Originally Posted by polycouple
Actually, what am I saying!? He was unfaithful in the first three months of their relationship. He was still married and hadn't told her...though he claimed they were not intimate, but none-the-less that's a HUGE betrayal not to tell you're married. I would think five years would be enough to heal from that, though I have never experienced that kind of betrayal so what do I know....
Interesting. To me, though, starting a relationship like that means they never HAD any trust to begin with... so it's not as much recovering from that as trying to build trust where there is nothing.
Regardless, I could make guesses all day as to what's going on with their relationship and that wouldn't help at all as they are only just guesses! I'm thinking that maybe the best thing you can do for yourself is to focus back on YOU. Figure out what you want, what you need, maybe learn a little bit about yourself and why you make the choices you do. And spend some time grieving the loss of the previous relationship. Let yourself feel that loss so you can move through it and come out the other side.
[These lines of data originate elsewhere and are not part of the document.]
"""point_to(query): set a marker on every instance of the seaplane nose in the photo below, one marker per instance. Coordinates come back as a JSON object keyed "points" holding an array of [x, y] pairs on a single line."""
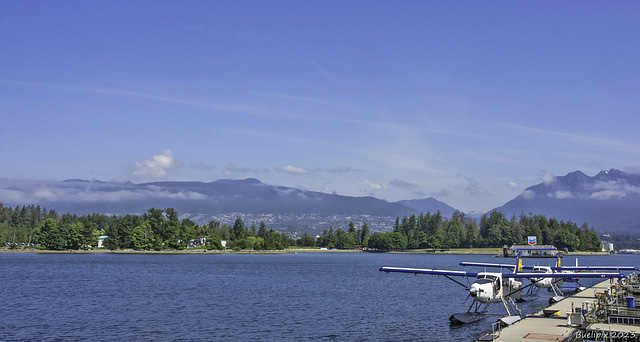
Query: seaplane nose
{"points": [[474, 291]]}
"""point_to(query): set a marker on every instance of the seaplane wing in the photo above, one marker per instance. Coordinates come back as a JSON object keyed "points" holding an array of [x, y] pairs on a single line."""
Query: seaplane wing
{"points": [[484, 264], [429, 271], [595, 268], [564, 275]]}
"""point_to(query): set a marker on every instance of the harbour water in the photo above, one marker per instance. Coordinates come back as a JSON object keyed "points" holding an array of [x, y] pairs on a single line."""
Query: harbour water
{"points": [[222, 297]]}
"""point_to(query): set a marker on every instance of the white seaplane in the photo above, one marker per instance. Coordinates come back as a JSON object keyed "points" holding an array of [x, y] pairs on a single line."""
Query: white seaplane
{"points": [[552, 283], [495, 287]]}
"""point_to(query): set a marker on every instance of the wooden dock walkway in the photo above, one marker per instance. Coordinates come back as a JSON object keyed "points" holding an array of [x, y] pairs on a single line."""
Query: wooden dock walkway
{"points": [[551, 324]]}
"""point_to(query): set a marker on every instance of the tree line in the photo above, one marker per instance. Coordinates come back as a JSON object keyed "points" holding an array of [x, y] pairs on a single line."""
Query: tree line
{"points": [[432, 231], [159, 229]]}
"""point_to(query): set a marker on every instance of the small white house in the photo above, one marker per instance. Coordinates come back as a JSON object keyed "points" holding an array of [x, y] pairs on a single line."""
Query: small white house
{"points": [[101, 240]]}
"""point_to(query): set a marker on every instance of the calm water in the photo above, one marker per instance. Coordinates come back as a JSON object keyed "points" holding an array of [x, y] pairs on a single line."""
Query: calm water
{"points": [[302, 297]]}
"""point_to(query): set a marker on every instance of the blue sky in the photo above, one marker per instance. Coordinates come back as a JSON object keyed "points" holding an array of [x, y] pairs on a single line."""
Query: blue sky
{"points": [[469, 102]]}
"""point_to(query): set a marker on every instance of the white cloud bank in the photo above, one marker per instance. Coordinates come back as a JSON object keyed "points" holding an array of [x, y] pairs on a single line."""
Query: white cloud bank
{"points": [[157, 167]]}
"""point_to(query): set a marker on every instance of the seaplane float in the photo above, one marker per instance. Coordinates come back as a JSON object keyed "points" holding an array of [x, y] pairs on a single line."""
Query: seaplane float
{"points": [[499, 287]]}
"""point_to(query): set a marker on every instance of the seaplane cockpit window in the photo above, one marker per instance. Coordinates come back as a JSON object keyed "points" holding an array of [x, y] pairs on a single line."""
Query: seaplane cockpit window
{"points": [[540, 270], [486, 278]]}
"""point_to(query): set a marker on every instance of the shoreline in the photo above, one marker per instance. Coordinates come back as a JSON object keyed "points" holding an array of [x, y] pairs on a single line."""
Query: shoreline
{"points": [[488, 251]]}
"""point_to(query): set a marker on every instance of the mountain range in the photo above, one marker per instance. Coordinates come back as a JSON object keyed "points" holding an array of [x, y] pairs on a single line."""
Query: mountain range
{"points": [[609, 201]]}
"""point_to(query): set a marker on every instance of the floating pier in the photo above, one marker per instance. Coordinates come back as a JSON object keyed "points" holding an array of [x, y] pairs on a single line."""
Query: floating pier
{"points": [[603, 312]]}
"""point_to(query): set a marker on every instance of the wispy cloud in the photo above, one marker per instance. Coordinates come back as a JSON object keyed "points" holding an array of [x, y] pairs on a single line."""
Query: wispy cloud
{"points": [[413, 188], [34, 191], [157, 167], [202, 166], [294, 170], [597, 142], [375, 186], [234, 170], [473, 188]]}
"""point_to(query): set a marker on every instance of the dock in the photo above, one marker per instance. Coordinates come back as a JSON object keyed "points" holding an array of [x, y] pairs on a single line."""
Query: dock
{"points": [[603, 312]]}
Maybe this was just a big smack on the head that it's time to focus on yourself for a while. For me, the trials and tribulations I went through this year were what it took for me to figure out I needed to get some clarity on myself and do the work I'd been putting off. Had things not been so dire, I would have put off the work further. Sometimes things have to get bad enough and kick us out of our comfort zone and away from our distractions in order for us to have the incentive to do that work.